Wednesday 17 November 2010

Rajang logjam fails to deter cruises, says Pandaw

A vast island of floating logs, interspersed with dead fish and debris stretching 50km up the Rajang River in Malaysian Borneo, has failed to dent or deter the RV Orient Pandaw from operating cruises on the river.

Malaysia’s Star newspaper reported last week that the vast logjam had reached Sibu town downstream “leaving many people shocked by the scale of what is turning out to be an environmental disaster”.

“This is unprecedented and beyond imagination,” Sarawak State Environment and Public Health Minister Datuk Seri Wong Soon Koh told the newspaper. Wong described it as a serious natural disaster which had caught both the public and government off guard – though excessive logging is also thought to have played a part.
Local express riverboat makes its way through the huge logjam on Malaysia's Rajang River. Photo from Hornbill Unleashed

RV Orient Pandaw operates eight-night cruises on the river, Malaysia’s longest. The boat’s purser, Neville Joseph, says the ship was downriver in the delta area when the worst of the logjam occurred.

“There has been no damage to the ship, nor has our itinerary been interrupted,” a Pandaw spokesman said.

“The jam appears to have now eased and future schedules will not be altered. All part of the excitement of a Pandaw river expedition and a real insight into the environmental consequences of excessive logging deep in the Borneo jungles!” Pandaw has scheduled cruises on the river right through to March 2012.

RV Orient Pandaw on the Rajang River
The Rajang is navigable to a ship of RV Orient Pandaw’s size for at least 250km up the Rajang to the Pelagus Rapids, and further on its main tributary, the Baleh River. River levels change frequently and unpredictably. Riverside residents include the Iban, headhunters until the 1950s, whose unique longhouse culture survives. Pandaw cruises visit Iban longhouses, which resemble streets under one roof.

Several days of heavy rain last week in tributaries of the Rajang, leading to high water levels and swift currents, did much of the damage.
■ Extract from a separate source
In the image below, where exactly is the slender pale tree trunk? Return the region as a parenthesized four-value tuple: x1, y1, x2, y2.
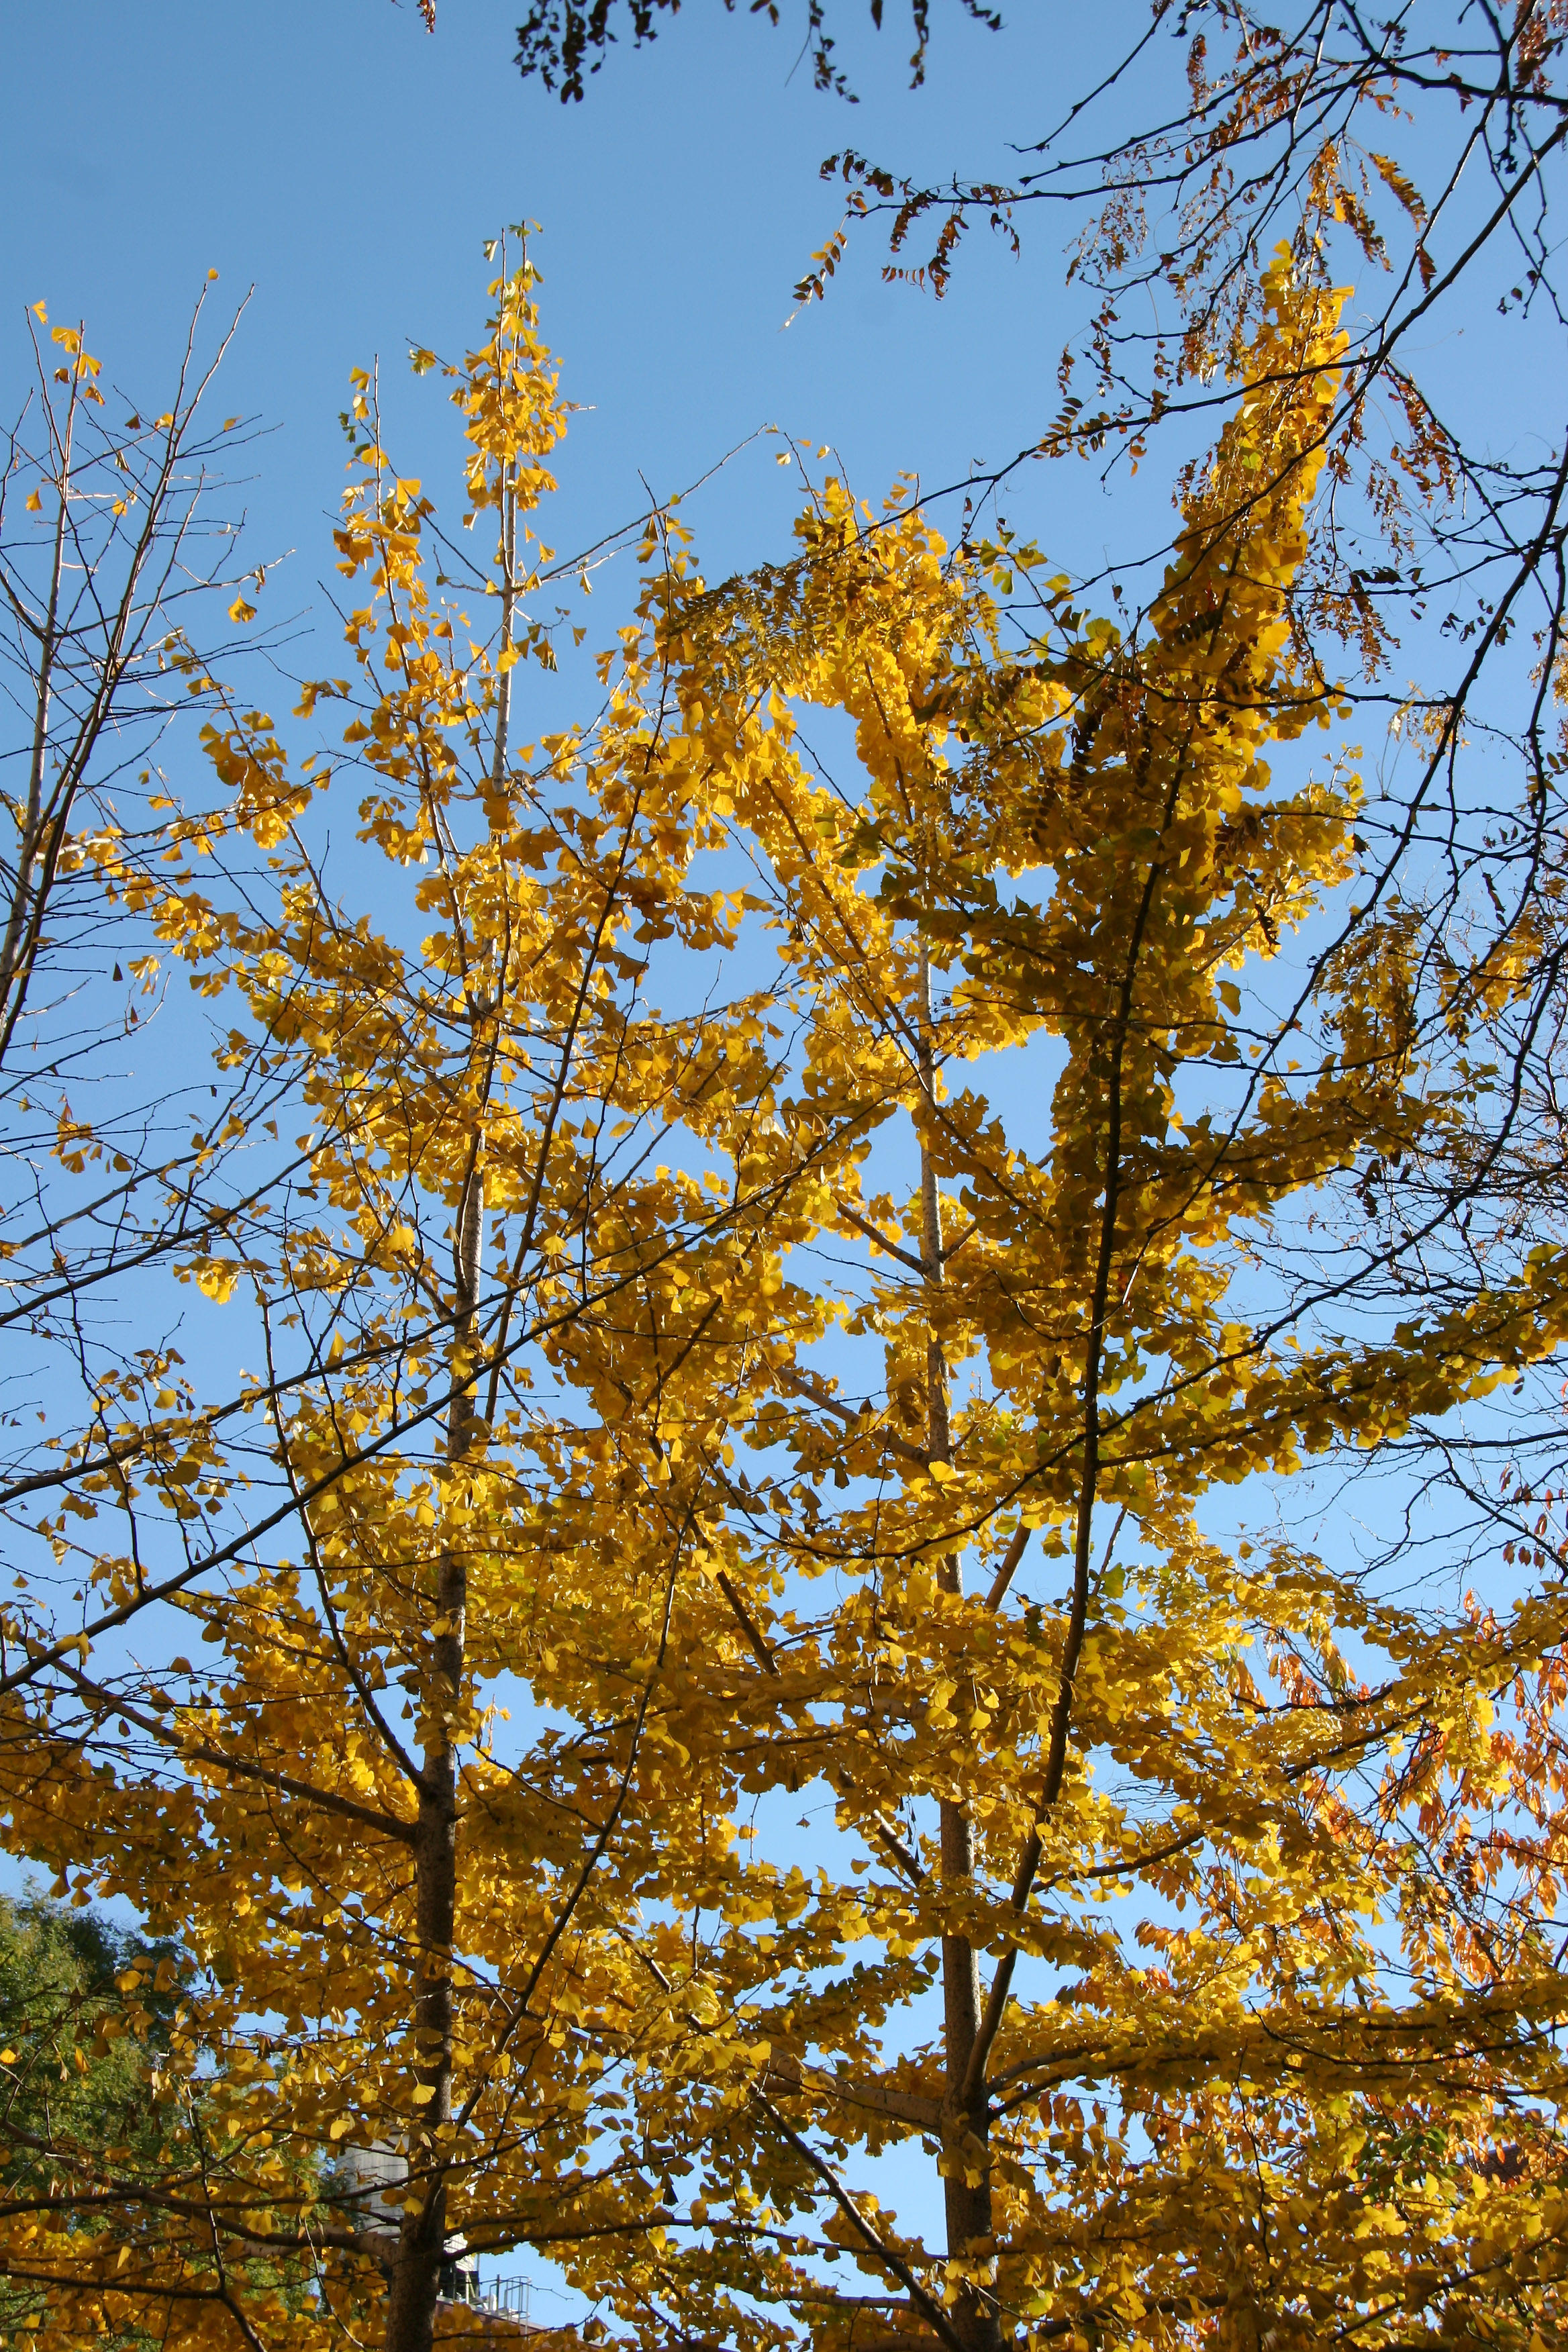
(491, 487, 516, 791)
(918, 956, 998, 2352)
(389, 477, 514, 2349)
A sawmill manager estimated the volume of the logs and debris floating in the river at over 300,000m3 (30 hectares or 74 acres).

Land Development Minister Datuk Seri James Masing blamed unscrupulous timber companies for causing “an ecological disaster”. He said that this was the third time in three year such an incident had occurred. He said the state government had laid down rules for logging but what was happening clearly showed that the rules were not being followed.

If tourism takes off on the river, it may eventually provide an alternative to logging.